お面作品は思ったより重かった。左が橋寛憲さん
お面作品は思ったより重かった。左が橋寛憲さん

橋寛憲さんは針金アーティスト。震災後、石巻立町復興ふれあい 商店街に何度か来てくれた。今回は、石巻日日こども新聞のワークショップに、ゴリラや猫のお面、カエル、鳥などの作品をたくさん もって来てくれた。

橋さんはふちなしメガネをかけている。太い針金を曲げるときに手が痛くならないように、親指と人差し指が完全に隠されていない白い手袋をしていた。「針金がそこにあったから」と橋さんは言う。なぜ針金で作品を?という質問の答えだ。

高校生のとき美術教室に通っていた。教室の図書館に1本長い針金が落ちていて、自転車や椅子を作ってみた。なかなか面白かった。それから暇があると針金を曲げていて、そのまま針金を曲げて作品を作る人になったそうだ。

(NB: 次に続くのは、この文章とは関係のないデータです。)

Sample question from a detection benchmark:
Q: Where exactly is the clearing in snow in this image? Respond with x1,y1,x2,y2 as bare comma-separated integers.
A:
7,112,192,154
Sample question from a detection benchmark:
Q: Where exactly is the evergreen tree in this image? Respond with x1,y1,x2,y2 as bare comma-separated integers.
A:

作品はだいたい1本の針金でつくっている。塊のもの(球体になるもの)は1本で作れる。ただ、植物と昆虫の組み合わせや、からくりのおもちゃなどは、はんだごてや細い針金でつなげている。植物のように枝分かれしていくものは1本では難しいそうだ。大学受験の時に、勉強をあまりにもしないので絵を描かせてもらえないことがあったほど、熱中すると止まらない。子どものころの橋さんは、晴れの日は友達とドッチボールをしたり、走り回ったり、雨の日は家でペン立てを作ったり、絵を描いたりしていたそうだ。

橋さんの作品には、は虫類が多い。うろこや皮のつるっとした感じが作りやすいという。逆に、猫や犬などのふわふわした生き物は作りにくいけれど、だんだん作れるようになってきた。「ハリネズミはいやだなぁ。ウニと栗もいやだなぁ」と、橋さん。それは、一筆書きができないからだ。は虫類の中でも特にカエルの作品が多い。手を伸ばしてエサをつかんでいたり、スパゲッティを食べていたり、擬人化した作品が面白い。制作に使うペンチは30本ぐらい。メインで使うのは10本ぐらい。場所によって太さを変えて使う。中にはピンセット位の太さのものもあってびっくり。一番うれしいのは、作品ができあがった時。でも、次 の日に新しいのができると、「そうでもなかった」と思うこともある。結局、作っていること自体が楽しい。

これから作ってみたいものは、「モロクトカゲ」。 理由は「ヘンだから」。不思議な形の生きものが好きで、植物や菌のように目に見えないものもつくってみたいそうだ。それから「群れ」、これは一筆書きではできない。橋さんの挑戦はこれからも続く。